キンモクセイ
「お、いい匂い。」
一歩先を歩くモトキの呟きに、タカヤは下げていた視線を上げた。
シニアの練習の帰り道。
二人きりのわずかな時間。
いつの頃からか一緒に帰るようになって、それは今も続いている。
会話が弾むことも少ないけれど、タカヤにとってはモトキの隣に在ることを許されたようなこんな時間はとても嬉しいものだった。
視線を上げたついでに見たモトキの顔はやけに機嫌良さげで、それがまたタカヤに笑みを浮かべさせる。
そしてそんなタカヤの鼻先を、ほんのりと掠めていく香りがあった。
(……キンモクセイ?)
微かに香るにしてはしっかりと鼻に残る甘い香り。
首を巡らして香りの出所を探れば一つ先の家の角に大きなキンモクセイが植えられていた。

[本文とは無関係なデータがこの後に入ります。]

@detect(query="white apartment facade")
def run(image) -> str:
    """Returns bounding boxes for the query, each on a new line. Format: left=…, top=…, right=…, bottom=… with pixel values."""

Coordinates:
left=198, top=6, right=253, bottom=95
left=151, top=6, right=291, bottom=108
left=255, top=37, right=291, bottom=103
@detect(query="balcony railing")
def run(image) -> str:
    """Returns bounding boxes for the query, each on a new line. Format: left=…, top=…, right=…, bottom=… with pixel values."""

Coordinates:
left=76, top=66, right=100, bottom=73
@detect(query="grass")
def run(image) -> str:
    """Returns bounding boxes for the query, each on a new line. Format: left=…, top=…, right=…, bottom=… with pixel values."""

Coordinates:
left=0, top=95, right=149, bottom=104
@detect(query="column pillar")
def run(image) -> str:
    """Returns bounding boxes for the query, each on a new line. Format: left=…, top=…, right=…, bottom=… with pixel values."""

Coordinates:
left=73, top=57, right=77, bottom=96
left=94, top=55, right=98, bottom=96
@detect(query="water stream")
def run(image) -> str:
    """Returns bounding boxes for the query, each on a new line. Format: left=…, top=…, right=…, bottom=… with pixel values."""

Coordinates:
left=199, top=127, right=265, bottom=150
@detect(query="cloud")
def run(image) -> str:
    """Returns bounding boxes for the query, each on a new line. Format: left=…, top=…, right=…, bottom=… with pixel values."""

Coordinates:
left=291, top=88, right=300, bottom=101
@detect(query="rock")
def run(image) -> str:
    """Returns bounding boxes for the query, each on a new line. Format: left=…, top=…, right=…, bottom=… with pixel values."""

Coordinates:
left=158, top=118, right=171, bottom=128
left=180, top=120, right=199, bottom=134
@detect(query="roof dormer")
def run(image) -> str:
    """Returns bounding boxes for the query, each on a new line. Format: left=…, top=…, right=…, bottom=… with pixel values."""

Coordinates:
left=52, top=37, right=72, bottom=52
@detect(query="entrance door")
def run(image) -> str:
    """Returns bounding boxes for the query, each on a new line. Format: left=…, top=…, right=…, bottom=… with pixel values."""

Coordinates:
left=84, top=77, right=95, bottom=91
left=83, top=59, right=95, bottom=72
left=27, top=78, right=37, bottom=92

よく見ればオレンジ色の小さな花が濃いめの緑の中にちらほらと。
まだ満開には程遠いようだがそれでも十分に香りは楽しめる。
こんな風に近くをただ通り過ぎるだけでも。
「キンモクセイ、ですね。」
「あ?」
タカヤが返した言葉に、モトキの反応は今ひとつだった。
もしかしたら独り言のつもりで、声に出した覚えもなかったのかもしれない。
「あ、いえ。さっき『いい匂い』だって言いましたよね。」
「あれ、オレ声に出してた?」
「はい。それでその後オレにもキンモクセイの香りがしたから。えっと、スミマセン。」
「いや、別にいいけど。……キンモクセイ?」
「ええ。ほらそこにあるでしょ、大きなキンモクセイの木。」
タカヤが指したのはもうすぐそばにある、先ほどのキンモクセイ。
近づいて改めて見てみれば葉の陰にも花が咲いているのがわかった。
「へえ、ちっちゃい花がたくさん咲いてんのな。これがキンモクセイか。すげえ甘い匂い。」
壁際まで寄ってまじまじと見つめるモトキの呟きに、だがタカヤは違和感を覚えた。
(……甘い、匂い?)
モトキはまだキンモクセイを眺めている。
なんかおかしい、とタカヤは思った。
「モトキさん。」
「んー?」
「さっき言ってた『いい匂い』ってこの香りじゃないんですか?」
どうみてもモトキの反応は解せないものだった。
たとえキンモクセイ自体を知らなかったとしても、それなら香りと実物が結びついた納得感がうかがえるはずだ。
今のモトキからは実物とそれに付随する香りを初めて知ったとしか思えないところがある。
だからタカヤは心の準備をしながら聞いた。
モトキの言う『いい匂い』はなんなのかと。
「そうだ、タカヤ。コンビニ行くぞ!」
「え、モトキさん、なに……。」
タカヤの問いを聞いた途端、何かを思い出したようにモトキは早足で歩き出した。
コンビニはもう二つ先の角にある。
置いていかれそうになって、タカヤも慌てて後を追った。
「どうしたんですか、いったい。」
「さっきいい匂いがしたんだよ、焼肉の。たぶんその辺の家の晩飯だと思うんだけどさ。そしたら腹減ってしょうがなくなっちまって。肉まんでも食ってこうぜ。」
『花よりだんご』
『色気より食い気』
そんな言葉がタカヤの頭に浮かんでは消えていった。